Trevor Phillips, one of Britain’s most experienced equality campaigner, but hated in certain narrow leftist circles because of his time as Labour chair in the early days of the Greater London Authority, has taken head-on some of the shibboleths.

He has written movingly about how, when his family moved from the Caribbean to North London in the early 1950s: “The Jews and the Irish were the only people in our neighbourhood who did not display open hostility towards us”. That was, in part, a legacy of the Battle of Cable Street (its 80th anniversary was marked on October 4), a defining moment in 20th century British working-class history about which some sections of the left show a worrying ignorance. Irish dockers and railway workers were among those who helped East London Jews build the barricades that repelled Oswald Mosley’s fascists.

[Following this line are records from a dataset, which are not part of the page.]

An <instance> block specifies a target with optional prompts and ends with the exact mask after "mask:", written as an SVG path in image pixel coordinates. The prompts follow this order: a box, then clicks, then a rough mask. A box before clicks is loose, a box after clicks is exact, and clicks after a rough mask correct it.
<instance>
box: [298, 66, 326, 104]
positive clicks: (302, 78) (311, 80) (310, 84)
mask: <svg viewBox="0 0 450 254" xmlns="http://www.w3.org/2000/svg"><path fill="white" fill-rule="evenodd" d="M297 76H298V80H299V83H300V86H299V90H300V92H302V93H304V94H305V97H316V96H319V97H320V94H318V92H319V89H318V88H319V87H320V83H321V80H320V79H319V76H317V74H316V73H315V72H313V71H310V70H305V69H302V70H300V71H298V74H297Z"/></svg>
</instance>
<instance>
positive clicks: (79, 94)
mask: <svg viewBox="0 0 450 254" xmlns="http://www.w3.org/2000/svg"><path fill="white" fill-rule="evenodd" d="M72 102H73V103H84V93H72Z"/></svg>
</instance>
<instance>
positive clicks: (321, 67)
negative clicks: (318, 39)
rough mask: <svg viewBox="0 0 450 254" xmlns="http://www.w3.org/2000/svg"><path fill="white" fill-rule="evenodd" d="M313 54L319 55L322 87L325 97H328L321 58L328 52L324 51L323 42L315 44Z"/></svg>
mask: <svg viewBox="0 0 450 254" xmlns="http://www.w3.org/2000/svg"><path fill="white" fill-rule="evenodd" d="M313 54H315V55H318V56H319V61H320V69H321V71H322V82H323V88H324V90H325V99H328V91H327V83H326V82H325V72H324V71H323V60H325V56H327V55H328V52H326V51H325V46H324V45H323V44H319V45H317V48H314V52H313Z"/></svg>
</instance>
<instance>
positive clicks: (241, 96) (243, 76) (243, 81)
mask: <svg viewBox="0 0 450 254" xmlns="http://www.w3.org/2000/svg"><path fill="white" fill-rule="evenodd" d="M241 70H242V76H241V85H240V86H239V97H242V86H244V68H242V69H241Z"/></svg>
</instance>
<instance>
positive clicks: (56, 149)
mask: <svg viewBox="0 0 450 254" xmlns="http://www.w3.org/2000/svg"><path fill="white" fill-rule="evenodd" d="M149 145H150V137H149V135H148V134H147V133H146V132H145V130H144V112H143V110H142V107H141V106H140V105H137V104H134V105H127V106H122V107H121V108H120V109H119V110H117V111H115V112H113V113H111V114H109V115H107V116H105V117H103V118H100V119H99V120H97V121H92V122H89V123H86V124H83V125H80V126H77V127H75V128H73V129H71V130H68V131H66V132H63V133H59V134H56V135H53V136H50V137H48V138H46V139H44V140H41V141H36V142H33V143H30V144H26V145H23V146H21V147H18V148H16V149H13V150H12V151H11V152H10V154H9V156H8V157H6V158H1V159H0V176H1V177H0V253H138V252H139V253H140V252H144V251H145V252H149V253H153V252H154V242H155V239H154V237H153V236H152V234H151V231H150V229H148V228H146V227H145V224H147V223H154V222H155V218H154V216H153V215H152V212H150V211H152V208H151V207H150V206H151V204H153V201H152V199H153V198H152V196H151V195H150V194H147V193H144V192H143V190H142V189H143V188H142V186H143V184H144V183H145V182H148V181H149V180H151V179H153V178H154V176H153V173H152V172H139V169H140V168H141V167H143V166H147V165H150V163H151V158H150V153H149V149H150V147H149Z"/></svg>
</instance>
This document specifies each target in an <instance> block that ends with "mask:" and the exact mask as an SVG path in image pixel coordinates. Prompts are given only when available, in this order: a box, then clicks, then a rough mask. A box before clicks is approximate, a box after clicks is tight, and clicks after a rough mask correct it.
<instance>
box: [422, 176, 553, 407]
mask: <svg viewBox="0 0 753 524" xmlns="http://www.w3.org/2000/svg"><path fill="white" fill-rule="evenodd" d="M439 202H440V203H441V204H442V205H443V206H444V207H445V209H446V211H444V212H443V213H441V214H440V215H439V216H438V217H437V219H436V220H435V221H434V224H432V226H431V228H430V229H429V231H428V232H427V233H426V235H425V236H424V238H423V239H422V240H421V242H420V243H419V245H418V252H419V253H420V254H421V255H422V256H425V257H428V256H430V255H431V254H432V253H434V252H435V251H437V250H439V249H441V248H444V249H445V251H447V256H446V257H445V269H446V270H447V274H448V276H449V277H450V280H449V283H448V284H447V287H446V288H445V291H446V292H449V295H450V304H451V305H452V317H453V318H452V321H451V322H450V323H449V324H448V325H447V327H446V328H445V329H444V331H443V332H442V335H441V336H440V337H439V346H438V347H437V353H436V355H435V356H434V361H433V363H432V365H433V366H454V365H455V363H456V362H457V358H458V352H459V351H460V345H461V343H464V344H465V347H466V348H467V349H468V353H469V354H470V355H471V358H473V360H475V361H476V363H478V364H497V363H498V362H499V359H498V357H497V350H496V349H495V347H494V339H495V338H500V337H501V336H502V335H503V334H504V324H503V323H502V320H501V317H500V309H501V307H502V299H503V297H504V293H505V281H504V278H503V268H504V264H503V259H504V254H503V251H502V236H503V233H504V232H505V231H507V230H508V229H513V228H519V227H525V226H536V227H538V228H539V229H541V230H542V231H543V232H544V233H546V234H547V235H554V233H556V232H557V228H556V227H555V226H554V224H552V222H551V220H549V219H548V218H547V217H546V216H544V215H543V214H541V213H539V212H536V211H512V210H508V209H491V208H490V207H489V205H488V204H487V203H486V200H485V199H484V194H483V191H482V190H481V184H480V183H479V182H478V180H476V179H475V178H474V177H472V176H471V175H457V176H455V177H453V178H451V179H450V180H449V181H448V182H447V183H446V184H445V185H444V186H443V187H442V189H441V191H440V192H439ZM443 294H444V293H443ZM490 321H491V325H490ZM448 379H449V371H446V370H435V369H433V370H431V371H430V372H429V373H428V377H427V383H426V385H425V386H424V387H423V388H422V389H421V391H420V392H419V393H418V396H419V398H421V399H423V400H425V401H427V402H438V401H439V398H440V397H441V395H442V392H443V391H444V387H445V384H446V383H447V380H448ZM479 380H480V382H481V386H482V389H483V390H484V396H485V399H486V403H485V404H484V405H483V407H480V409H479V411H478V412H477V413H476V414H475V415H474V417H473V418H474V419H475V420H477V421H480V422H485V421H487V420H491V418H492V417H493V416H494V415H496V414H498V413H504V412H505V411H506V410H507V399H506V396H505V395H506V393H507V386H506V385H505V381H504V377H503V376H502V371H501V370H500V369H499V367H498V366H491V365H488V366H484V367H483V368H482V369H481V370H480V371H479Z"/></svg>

And it should not be forgotten that Tony Benn, a hero for many on the left, was in most part a fan of the US, despite all its historic domestic and foreign policy flaws.

Labour’s left, right and centre have, over the last century, excused wrong turns by saying that the Tories would have done worse. Hence the introduction, during Tony Blair’s administration, of student tuition fees, later tripled by the Tory-led coalition. The current Labour leader rightly rebelled against that but he cannot use the Tory defence to justify current twists and turns in official policy.

Then there’s Brexit and the negotiations which have led Remainers across the spectrum, including parts of the left, to argue for a retrial. Labour needs to clarify where it stands on Brexit – hard, soft or what, precisely?

Dan Hodges, the Blairite columnist and blogger, wrote: “At the moment people are staring across the Atlantic aghast at the spectacle of Donald Trump laying waste to the US democratic process. ‘Where does someone like Trump come from?’ they ask. This. This is where a Donald Trump comes from. When the people speak and their politicians stick their fingers in their ears and say: ‘We can’t hear you.’”

It sticks in the craw, but Hodges has a point. And a point which could also apply to what currently masquerades as political debate. Notwithstanding, the travails of UKIP, would be a huge mistake to assume that the equivalent of Donald Trump could never emerge in the Britain.